1. Update the `CERTCTL_PAGERDUTY_ROUTING_KEY` (or equivalent) env
var in your deployment.
2. Restart `certctl-server`. The notifier registry rebuilds
with the new credential.
3. Confirm with the admin-test endpoint above against the cert
you most care about.
The renewal loop is idempotent — a missed tick during the restart
window does NOT cause double-dispatch on the next tick (per-channel
dedup on the `notification_events` table guards against that).
---
## Cardinality + cost
- Default 6 channels × 4 thresholds × 3 results = **72 Prometheus series**.
- Custom-thresholds policies (e.g. `[60, 45, 30, 14, 7, 3, 1, 0]`)
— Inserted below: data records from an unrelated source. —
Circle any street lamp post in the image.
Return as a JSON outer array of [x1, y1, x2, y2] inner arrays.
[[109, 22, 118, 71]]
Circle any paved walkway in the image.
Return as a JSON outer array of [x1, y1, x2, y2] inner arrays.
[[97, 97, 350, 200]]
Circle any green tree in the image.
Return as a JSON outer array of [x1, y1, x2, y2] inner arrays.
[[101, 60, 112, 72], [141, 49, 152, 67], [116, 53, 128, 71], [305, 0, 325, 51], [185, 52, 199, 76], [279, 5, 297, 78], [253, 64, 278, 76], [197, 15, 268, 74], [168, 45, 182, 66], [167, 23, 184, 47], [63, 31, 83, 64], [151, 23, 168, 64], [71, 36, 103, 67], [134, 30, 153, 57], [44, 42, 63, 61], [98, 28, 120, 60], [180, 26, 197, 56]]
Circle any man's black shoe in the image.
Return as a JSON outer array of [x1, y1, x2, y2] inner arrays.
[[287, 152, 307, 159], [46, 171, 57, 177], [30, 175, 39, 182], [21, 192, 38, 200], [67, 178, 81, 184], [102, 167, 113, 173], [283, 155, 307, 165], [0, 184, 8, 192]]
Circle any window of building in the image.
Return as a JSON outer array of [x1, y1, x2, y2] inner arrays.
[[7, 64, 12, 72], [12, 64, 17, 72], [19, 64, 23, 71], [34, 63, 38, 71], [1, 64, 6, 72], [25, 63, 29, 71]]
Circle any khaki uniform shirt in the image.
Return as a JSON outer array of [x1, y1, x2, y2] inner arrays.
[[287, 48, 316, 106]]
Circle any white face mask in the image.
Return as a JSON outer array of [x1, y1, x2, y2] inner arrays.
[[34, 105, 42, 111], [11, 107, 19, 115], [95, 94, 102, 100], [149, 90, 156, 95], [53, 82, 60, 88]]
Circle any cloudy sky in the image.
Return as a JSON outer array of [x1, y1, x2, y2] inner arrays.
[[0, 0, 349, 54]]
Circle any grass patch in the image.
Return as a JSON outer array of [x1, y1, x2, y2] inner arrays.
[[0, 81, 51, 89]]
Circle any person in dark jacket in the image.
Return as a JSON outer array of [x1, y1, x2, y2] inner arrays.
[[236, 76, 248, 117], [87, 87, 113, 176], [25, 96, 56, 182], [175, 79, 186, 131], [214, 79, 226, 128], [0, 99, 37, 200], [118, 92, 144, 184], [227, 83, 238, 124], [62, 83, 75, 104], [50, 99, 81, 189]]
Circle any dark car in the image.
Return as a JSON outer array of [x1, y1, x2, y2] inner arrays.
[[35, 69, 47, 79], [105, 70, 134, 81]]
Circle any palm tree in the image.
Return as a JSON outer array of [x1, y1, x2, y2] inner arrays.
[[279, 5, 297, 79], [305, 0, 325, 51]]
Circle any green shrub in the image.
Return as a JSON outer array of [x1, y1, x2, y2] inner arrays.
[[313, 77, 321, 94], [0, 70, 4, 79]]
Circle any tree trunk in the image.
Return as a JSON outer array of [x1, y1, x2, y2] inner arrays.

expand the threshold dimension proportionally — 6 × 8 × 3 = 144 series.
- Closed-enum discipline at the dispatch site means typos in
`alert_channels` do NOT grow this count.
- A daily renewal-loop tick over 10K certs each policy-bound to the
matrix above produces O(channels × thresholds × certs) audit rows
+ notification rows in the worst case (every cert has crossed
every threshold and no dedup applies). Operators sizing
Postgres should plan for an `audit_events` row count on the
order of `unique_certs × channels_per_critical_tier` per fan-out
batch — which is ~3-5× the pre-Rank-4 row count.
---
## V3-Pro forward path
Tracked at `cowork/WORKSPACE-ROADMAP.md` under "Adapter hardening":
- Per-owner / per-team / per-tenant channel routing (the matrix is
per-policy today, not per-owner).
- Calendar-aware suppression (no T-30 alerts on weekends for non-
on-call teams).
- Escalation chains (T-1 unanswered for 30m → escalate to
manager's PagerDuty).
- Per-channel rate limiting (downstream of I-005's retry+DLQ).